Friday, February 6, 2009

The XO, access, and the availability of the means of production.

I haven't posted on this blog in a while but my recent resurgent interest in discourse analysis and the means of production have lead me to topic in question again.  Hopefully this line of questioning will lean me to a conference proposal or paper.  

I have reflected many times on the Ceibal project in Uruguay.  One of the fundamental efforts of the project was to create a system of blogs that created a network for school children to communicate and collaborate.  I have done some work that considers blogging to be a Euro-American, western conception, which reinforces colonial ideals of communication, rhetoric, discourse, memoria (or the way in which information/knowledge and stored and retrieved), genre, and collaboration.  These notebooks, while giving access and connectivity to these underprivileged children, are made to adapt to a colonial discourse.  

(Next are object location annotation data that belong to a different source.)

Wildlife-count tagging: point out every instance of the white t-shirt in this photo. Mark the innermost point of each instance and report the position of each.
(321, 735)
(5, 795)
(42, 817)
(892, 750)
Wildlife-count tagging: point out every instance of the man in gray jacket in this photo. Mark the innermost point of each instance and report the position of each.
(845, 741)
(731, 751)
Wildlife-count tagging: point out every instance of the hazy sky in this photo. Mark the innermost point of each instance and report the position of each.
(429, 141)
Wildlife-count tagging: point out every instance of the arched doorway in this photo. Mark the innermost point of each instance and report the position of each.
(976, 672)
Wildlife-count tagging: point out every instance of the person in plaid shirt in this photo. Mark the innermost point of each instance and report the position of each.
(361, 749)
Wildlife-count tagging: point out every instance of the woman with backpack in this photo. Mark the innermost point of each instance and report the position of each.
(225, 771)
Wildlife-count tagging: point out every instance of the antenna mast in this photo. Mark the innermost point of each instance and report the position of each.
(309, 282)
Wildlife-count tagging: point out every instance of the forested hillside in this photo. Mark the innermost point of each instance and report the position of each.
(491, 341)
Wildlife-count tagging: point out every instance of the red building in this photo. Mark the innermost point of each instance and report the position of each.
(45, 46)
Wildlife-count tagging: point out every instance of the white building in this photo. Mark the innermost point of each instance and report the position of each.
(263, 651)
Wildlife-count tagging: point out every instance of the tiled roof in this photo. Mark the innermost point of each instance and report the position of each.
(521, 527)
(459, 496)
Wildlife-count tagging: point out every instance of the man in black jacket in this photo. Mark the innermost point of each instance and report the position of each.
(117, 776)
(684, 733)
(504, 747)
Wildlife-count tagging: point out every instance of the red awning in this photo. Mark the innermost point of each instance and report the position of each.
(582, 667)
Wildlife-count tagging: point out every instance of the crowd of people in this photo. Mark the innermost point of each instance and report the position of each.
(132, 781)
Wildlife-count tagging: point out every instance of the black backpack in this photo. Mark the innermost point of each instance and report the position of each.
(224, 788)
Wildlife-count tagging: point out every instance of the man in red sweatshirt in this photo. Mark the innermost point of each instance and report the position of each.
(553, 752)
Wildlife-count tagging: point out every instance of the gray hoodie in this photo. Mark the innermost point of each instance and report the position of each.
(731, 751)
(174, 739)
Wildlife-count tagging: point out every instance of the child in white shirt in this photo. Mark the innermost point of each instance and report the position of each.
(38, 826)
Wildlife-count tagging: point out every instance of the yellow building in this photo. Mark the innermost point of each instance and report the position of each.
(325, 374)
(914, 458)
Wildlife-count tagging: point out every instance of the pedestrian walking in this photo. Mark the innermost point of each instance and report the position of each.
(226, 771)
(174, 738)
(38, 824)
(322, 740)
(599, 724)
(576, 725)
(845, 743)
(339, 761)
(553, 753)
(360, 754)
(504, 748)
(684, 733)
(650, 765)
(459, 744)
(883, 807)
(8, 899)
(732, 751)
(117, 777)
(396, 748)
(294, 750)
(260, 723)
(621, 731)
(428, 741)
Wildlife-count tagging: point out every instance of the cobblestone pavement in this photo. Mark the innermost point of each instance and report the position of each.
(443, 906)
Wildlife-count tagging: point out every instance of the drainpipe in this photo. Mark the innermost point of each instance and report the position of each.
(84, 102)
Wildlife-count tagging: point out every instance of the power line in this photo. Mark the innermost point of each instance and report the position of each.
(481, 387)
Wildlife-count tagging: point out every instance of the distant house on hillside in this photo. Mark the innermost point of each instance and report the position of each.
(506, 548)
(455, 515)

But these laptops allow for users to write their own applications.  The Ceibal project actually wanted to create a blogging application that would be suitable for the users after failed attempts with blogger.  There has been no reports on the headway with that project (I actually created this blog on the XO).  There has been much debate over how effective blogging is as platform of education.  So this issue may be a question of who is controlling the means of production.  Why is the blogging genre being produced in this context?  Is there a more effective, anti-colonial genre that can serve the needs of this discourse community?    

I see this as possibly a usability study (or part of one).  Analyzing the context and coming up with product or a means of production that leads to efficient communication and accomplishment of discursive goals.